From Maxwell Pollock, Esq., No. — Fifth Avenue, New York, to Stephen Cranbrooke, Esq., —— Club, New York.

"May 30, 189-.

"My dear Cranbrooke:

"You will wonder why I follow up our conversation of last evening with a letter; why, instead of speaking, I should write what is left to be said between us two.

"But after a sleepless night, of which my little wife suspects nothing, I am impelled to confide in you—my oldest friend, her friend, although you and she have not yet grown to the comprehension of each other I hoped for when she married me three years ago—a secret that has begun to weigh heavy upon my soul.

"I do not need to remind you that, since our college days, you have known me subject to fits of moodiness and depression upon which you have often rallied me. How many times you have said that a fellow to whom Fate had given health, strength, opportunity, and fortune—and recently the treasure of a lovely and loving wife—has no business to admit the word 'depression' into his vocabulary!

"This is true. I acknowledge it, as I have a thousand times before. I am a fool, a coward, to shrink from what is before me. But I was still more of a fool and a coward when I married her. For her sake, the prospect of my death before this summer wanes impels me to own to you my certainty that my end is close at hand.

"In every generation of our family since the old fellow who came over from England and founded us on Massachusetts soil, the oldest son has been snatched out of life upon the threshold of his thirtieth year. I carried into college with me an indelible impression of the sudden and distressing death of my father, at that period of his prosperous career, and of the wild cry of my widowed mother when she clasped me to her breast, and prayed Heaven might avert the doom from me.

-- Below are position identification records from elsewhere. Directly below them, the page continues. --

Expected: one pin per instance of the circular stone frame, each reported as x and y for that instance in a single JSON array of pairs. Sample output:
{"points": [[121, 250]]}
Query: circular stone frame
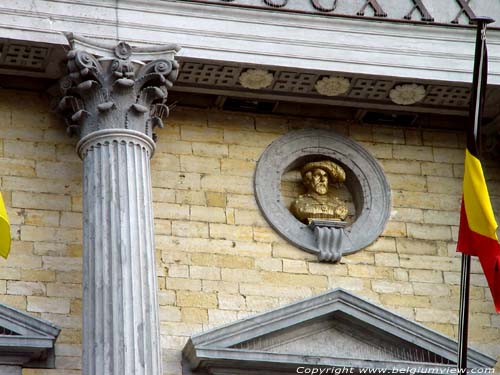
{"points": [[365, 180]]}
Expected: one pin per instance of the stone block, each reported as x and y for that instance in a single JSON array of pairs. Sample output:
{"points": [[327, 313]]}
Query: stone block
{"points": [[26, 288], [297, 291], [210, 149], [407, 182], [221, 317], [170, 314], [178, 270], [327, 269], [235, 167], [429, 231], [194, 197], [196, 299], [183, 284], [415, 246], [405, 300], [440, 138], [171, 211], [163, 195], [231, 301], [395, 229], [406, 167], [176, 180], [200, 164], [64, 290], [449, 155], [48, 304], [202, 134], [249, 217], [222, 261], [261, 303], [408, 215], [241, 275], [42, 201], [229, 184], [406, 152], [444, 185], [248, 138], [349, 283], [391, 287], [389, 135], [289, 279], [378, 150], [68, 171], [17, 167], [29, 150], [35, 275], [269, 264], [429, 262], [245, 152], [426, 276], [436, 316], [231, 232], [165, 162], [367, 271], [437, 169], [219, 286], [441, 217], [204, 273], [429, 289], [189, 229], [215, 199], [387, 260], [295, 266], [194, 315]]}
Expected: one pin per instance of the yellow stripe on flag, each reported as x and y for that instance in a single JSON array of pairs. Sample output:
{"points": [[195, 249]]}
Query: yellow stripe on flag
{"points": [[4, 230], [477, 200]]}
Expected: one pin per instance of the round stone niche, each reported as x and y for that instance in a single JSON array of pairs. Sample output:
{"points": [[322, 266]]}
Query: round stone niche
{"points": [[365, 191]]}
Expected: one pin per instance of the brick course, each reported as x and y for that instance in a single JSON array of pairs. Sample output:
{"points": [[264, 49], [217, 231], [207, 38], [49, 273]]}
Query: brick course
{"points": [[217, 258]]}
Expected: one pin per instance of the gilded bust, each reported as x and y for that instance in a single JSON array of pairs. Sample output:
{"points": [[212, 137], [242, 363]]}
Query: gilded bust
{"points": [[316, 204]]}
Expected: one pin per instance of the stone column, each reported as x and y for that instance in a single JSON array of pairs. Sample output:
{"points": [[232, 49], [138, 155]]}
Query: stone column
{"points": [[113, 98]]}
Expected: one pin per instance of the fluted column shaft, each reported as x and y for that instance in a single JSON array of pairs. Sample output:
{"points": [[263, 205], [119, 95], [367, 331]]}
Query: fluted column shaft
{"points": [[113, 98], [120, 318]]}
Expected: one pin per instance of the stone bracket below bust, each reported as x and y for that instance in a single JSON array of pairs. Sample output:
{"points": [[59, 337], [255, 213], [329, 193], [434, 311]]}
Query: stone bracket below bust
{"points": [[365, 181]]}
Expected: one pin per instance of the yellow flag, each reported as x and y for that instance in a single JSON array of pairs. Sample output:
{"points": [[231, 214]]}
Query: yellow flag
{"points": [[4, 230]]}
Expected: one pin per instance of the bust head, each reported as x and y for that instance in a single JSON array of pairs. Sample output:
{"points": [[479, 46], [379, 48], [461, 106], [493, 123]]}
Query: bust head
{"points": [[317, 175], [316, 181]]}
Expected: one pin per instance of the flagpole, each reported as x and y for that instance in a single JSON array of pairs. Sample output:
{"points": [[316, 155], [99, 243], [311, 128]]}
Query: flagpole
{"points": [[473, 144]]}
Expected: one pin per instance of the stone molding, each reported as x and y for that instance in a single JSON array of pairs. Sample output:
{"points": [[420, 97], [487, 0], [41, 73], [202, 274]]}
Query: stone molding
{"points": [[365, 180], [26, 341], [105, 137], [263, 341], [109, 87]]}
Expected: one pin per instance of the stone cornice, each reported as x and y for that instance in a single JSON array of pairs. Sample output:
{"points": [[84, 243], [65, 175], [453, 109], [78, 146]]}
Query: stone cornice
{"points": [[115, 87]]}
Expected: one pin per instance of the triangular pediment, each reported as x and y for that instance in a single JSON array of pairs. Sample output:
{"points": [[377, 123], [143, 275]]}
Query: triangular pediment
{"points": [[26, 340], [335, 329]]}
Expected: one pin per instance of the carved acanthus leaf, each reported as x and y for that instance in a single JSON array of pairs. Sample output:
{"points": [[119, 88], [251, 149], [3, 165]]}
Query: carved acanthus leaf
{"points": [[113, 92]]}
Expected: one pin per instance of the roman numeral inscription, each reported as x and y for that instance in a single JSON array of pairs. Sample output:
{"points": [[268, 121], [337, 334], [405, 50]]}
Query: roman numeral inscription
{"points": [[276, 4], [439, 8], [379, 12], [464, 8], [417, 4], [317, 5]]}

"Everything that philosophy, science, common sense, could bring to the task of arguing me out of a belief in the transmission of this sentence of a higher power to me, has been tried. I have studied, travelled, lived, enjoyed myself in a rational way; have loved and won the one woman upon earth for me, have revelled in her wifely tenderness.

"I have tried to do my duty as a man and a citizen. In all other respects, I believe myself to be entirely rational, cool-headed, unemotional; but I have never been able to down that spectre. He is present at every feast; and, although in perfectly good health, I resolved yesterday to put the question to a practical test. I called at the office of an eminent specialist, whom I had never met, although doubtless he knew my name, as I knew his.